Ben knew the room was small: he'd only just passed the last internal wall when he'd met the brick one. He craned his neck down to see if he could make out more details, and his dark-adapted eyes found the looming silhouettes of what could be more shelves. 

He removed the ceiling tile that was just to the left of his knees, placing it somewhere off to his right, as before. Trying as best he could not to allow any of his bodyweight to press down anywhere else, he wriggled around until he was in position to feed his feet through the gap. He kept wriggling - lying crosswise on the bar now - until his legs, then his waist, could follow his feet into the room below. Of course he still couldn't reach the floor, even with the tips of his toes: he wasn't tall enough. He held the edge of the ceiling bar as tightly as he could, partly because as he pushed himself through the gap he was supporting more and more of his weight, but partly also because he knew that in a moment he would have to let the bar go. Once he did, there might be no way up again. 

He let it go anyway. 

Ben landed almost instantly, stumbling a little, but managed not to lose his balance. Turning to face the light under the door, he groped forward like a blind man until his hands met the door's sides, feeling around for a switch. He found one. When his eyes adjusted to the sudden glare of the overhead bulb, Ben looked around. 

He was in a broom cupboard. 

Three of the broom cupboard's walls were lined almost floor-to-ceiling with the shelves he had noticed before. The shelves were quite deep, and the room was so small that the ones to Ben's left and right almost met the sides of the door. There were perhaps two square metres of floor space - which, Ben supposed grudgingly, was actually quite big for a broom cupboard. But the place was still a broom cupboard, and not much to look at, particularly after the effort he'd made to get there. 

Grimly, Ben started looking around for anything that might be... useful. 

There was a vacuum cleaner, tucked in the gap under the lowest shelf, in the cupboard's left-hand corner from where Ben was standing. Yes, undoubtedly 'useful' for its purpose, but not quite what he had in mind. 

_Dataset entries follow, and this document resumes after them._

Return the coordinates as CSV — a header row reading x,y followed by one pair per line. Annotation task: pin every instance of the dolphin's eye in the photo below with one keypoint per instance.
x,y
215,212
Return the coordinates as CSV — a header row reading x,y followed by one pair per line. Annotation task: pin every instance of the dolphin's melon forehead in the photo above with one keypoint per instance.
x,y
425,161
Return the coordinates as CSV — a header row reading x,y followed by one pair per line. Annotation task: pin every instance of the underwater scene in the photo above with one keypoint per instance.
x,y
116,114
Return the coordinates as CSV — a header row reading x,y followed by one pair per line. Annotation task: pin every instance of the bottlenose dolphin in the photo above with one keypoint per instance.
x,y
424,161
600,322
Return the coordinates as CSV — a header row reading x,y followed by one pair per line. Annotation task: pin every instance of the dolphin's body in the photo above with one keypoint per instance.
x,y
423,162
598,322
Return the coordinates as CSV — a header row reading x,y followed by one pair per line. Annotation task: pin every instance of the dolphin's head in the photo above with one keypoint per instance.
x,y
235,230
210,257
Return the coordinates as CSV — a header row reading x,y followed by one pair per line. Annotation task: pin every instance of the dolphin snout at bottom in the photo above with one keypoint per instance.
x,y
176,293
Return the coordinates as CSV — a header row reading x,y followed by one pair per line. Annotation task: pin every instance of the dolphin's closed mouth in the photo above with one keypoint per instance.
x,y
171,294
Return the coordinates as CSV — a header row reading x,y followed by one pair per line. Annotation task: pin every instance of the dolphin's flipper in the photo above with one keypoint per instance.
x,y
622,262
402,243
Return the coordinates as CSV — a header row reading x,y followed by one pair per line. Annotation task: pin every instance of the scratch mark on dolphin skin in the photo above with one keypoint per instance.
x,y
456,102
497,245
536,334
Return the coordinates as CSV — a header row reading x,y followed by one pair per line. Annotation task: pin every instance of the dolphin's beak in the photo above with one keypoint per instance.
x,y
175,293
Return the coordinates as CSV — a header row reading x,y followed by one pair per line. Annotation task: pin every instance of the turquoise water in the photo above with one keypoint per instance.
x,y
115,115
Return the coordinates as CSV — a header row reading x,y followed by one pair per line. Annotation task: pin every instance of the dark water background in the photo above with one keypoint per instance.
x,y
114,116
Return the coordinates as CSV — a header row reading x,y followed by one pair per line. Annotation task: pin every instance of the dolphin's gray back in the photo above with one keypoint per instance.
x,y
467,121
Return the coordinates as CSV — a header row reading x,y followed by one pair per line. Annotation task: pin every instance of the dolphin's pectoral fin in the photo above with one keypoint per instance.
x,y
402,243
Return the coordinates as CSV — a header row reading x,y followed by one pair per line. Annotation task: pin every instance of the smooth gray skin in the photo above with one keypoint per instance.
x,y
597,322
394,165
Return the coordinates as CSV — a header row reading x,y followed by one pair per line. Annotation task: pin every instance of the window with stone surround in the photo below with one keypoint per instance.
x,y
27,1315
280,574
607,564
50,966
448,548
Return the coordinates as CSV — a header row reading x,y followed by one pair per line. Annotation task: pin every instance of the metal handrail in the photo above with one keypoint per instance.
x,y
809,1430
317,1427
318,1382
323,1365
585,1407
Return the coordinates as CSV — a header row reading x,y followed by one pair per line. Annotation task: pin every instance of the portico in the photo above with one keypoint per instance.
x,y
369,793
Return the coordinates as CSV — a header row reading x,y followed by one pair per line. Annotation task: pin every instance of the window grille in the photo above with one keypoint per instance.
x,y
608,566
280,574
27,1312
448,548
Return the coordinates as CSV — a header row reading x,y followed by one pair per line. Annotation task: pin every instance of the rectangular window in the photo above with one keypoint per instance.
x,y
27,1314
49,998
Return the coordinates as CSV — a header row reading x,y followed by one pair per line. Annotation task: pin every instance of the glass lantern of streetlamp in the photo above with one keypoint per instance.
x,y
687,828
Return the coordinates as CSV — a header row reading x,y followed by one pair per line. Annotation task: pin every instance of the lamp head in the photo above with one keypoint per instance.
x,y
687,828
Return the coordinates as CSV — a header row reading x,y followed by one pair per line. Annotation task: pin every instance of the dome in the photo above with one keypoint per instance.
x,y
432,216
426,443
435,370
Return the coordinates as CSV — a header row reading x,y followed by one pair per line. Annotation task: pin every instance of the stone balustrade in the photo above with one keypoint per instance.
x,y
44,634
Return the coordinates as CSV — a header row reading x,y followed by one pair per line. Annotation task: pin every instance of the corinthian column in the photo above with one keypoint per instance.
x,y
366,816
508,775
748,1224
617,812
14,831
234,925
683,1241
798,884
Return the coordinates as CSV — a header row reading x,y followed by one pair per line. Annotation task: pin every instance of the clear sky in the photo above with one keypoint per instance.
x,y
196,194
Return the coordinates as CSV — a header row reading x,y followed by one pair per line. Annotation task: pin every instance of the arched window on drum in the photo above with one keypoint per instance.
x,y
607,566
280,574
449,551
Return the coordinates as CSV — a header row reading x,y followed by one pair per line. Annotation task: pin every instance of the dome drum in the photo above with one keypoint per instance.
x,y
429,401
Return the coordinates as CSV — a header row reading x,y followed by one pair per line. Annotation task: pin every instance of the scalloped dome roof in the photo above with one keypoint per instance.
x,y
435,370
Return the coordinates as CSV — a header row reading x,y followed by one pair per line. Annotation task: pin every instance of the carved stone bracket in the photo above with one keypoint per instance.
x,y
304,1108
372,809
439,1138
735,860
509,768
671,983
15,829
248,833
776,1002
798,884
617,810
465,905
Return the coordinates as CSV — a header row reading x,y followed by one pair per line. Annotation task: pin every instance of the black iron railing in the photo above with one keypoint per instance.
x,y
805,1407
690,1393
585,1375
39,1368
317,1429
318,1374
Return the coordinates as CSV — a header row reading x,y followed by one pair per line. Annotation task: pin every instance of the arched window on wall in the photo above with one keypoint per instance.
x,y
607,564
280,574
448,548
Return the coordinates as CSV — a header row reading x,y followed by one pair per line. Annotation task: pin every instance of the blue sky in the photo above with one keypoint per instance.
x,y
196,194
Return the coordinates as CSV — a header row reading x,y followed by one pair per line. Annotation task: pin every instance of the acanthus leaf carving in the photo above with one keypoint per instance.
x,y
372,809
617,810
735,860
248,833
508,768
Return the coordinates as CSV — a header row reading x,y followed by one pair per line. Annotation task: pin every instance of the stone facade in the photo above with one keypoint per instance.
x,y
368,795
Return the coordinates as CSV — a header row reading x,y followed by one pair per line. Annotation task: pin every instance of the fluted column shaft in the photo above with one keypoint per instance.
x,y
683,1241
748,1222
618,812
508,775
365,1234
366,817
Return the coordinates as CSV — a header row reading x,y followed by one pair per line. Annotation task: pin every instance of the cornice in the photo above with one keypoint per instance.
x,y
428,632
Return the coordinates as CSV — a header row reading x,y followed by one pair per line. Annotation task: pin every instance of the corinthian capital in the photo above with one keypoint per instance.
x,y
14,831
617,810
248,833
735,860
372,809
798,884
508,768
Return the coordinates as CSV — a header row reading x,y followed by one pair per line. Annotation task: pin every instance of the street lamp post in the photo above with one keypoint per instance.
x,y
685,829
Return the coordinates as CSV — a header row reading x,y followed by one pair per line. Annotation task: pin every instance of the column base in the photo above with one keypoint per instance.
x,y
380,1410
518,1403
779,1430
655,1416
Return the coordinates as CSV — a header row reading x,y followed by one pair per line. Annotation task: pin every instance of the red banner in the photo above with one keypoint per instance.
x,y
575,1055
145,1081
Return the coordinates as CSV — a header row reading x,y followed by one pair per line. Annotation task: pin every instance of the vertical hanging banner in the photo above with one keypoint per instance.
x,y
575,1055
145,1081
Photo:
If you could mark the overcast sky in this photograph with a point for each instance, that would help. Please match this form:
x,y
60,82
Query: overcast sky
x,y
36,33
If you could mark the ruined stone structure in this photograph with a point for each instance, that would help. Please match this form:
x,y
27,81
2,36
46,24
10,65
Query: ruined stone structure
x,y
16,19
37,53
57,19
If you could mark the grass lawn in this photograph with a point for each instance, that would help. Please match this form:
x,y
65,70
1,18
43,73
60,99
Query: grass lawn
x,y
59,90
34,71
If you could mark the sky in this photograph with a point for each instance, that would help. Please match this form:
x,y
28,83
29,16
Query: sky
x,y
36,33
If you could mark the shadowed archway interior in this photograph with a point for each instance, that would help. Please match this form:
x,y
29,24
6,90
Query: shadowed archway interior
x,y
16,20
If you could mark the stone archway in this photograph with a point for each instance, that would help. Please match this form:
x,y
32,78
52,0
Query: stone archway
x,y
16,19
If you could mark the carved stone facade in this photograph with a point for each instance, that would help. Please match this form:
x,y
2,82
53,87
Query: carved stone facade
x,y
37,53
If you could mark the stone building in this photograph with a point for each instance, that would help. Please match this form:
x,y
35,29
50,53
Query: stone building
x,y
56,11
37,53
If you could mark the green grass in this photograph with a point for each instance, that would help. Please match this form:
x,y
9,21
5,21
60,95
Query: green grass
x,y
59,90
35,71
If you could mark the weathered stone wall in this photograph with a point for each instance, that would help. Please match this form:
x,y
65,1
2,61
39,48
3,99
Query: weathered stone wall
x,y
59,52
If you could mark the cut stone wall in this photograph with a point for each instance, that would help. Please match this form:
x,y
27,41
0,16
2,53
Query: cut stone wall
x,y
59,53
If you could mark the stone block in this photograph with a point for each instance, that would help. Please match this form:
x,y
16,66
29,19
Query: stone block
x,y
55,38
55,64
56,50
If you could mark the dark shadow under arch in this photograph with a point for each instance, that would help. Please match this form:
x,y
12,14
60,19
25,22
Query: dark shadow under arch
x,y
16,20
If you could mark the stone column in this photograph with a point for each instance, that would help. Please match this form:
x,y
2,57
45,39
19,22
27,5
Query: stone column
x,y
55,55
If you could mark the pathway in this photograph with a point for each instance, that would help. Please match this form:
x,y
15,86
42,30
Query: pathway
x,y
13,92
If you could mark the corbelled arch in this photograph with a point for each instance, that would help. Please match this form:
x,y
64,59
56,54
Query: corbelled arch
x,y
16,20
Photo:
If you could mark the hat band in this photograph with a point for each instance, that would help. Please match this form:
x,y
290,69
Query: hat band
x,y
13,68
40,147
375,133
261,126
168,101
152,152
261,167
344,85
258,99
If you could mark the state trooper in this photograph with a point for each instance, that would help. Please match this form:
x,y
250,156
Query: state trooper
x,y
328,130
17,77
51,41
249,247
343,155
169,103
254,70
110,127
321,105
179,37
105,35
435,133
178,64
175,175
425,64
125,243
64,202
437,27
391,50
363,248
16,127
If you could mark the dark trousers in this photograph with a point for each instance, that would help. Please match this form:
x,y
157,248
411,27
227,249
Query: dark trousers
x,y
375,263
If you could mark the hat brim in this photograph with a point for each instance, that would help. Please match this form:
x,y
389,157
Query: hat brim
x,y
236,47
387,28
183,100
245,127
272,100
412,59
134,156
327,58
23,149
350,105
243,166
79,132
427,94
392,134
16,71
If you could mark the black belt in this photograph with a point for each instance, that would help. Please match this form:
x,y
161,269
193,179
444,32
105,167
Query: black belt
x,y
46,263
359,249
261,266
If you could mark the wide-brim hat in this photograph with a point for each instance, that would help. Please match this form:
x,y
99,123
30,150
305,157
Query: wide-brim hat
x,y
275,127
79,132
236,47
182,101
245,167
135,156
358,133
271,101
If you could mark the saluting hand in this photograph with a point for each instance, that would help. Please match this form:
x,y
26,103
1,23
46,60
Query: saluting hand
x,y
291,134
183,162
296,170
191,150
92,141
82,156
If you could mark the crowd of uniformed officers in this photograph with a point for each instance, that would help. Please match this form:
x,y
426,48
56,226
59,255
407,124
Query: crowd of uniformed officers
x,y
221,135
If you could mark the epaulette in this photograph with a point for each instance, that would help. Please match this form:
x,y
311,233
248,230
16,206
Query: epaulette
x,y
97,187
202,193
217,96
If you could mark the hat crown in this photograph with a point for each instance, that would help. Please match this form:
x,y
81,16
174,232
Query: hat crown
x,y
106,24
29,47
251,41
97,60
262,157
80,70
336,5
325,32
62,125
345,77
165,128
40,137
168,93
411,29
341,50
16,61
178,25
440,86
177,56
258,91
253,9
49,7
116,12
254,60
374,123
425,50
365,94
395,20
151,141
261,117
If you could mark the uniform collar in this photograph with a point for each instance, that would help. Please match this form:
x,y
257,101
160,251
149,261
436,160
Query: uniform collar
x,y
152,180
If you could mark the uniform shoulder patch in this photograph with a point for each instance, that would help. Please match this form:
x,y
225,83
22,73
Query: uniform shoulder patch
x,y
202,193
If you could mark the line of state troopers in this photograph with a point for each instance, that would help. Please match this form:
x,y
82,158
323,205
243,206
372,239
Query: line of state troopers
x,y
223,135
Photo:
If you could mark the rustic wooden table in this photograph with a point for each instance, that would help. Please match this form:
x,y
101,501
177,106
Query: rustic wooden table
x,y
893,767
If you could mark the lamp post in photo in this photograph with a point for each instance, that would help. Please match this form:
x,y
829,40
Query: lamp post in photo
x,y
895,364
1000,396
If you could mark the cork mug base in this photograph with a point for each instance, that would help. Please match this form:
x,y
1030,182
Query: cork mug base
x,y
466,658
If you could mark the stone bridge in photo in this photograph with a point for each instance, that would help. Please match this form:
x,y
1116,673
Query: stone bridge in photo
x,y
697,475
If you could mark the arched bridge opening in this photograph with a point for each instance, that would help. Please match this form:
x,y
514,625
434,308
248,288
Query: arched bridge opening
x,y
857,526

The shelves were stacked with cleaning products - packets of dusters and bottles of chemicals. Ben had seen a film once in which the hero had mixed a few common household chemicals in various proportions and produced some handily powerful home-made explosives. Detailed instructions had not been provided. 

There was a mop and bucket. The mop handle was made of wood, about a metre and a half long and quite solid-looking. Ben supposed that this, held quarterstaff-style, might make a useful melee weapon: a fabulous martial artist like Jackie Chan or Tony Jaa would have no trouble holding off a horde of bitten adults with that. But Ben was not a fabulous martial artist. 

There was a toolbox. Ben opened it without much enthusiasm but was still disappointed to find that it only contained the things you usually find in a toolbox. Not even a crowbar. Just a hammer, a spirit level and an assorted bunch of ordinary screwdrivers. You might hurt someone (or something) with those, Ben supposed, but only if they were close enough to grab you already, and by then it would probably be too late. 

Josh had been right. This room was worse than the security room. Ben's idea of finding an escape route for everyone, the idea that had caused Jasmine to smile at him in that wonderful way, had turned out to be nothing more than a waste of everyone's time. Alone, covered in dust, Ben stood in the broom cupboard and sighed. 

Then Samantha stuck her head through the hole in the ceiling.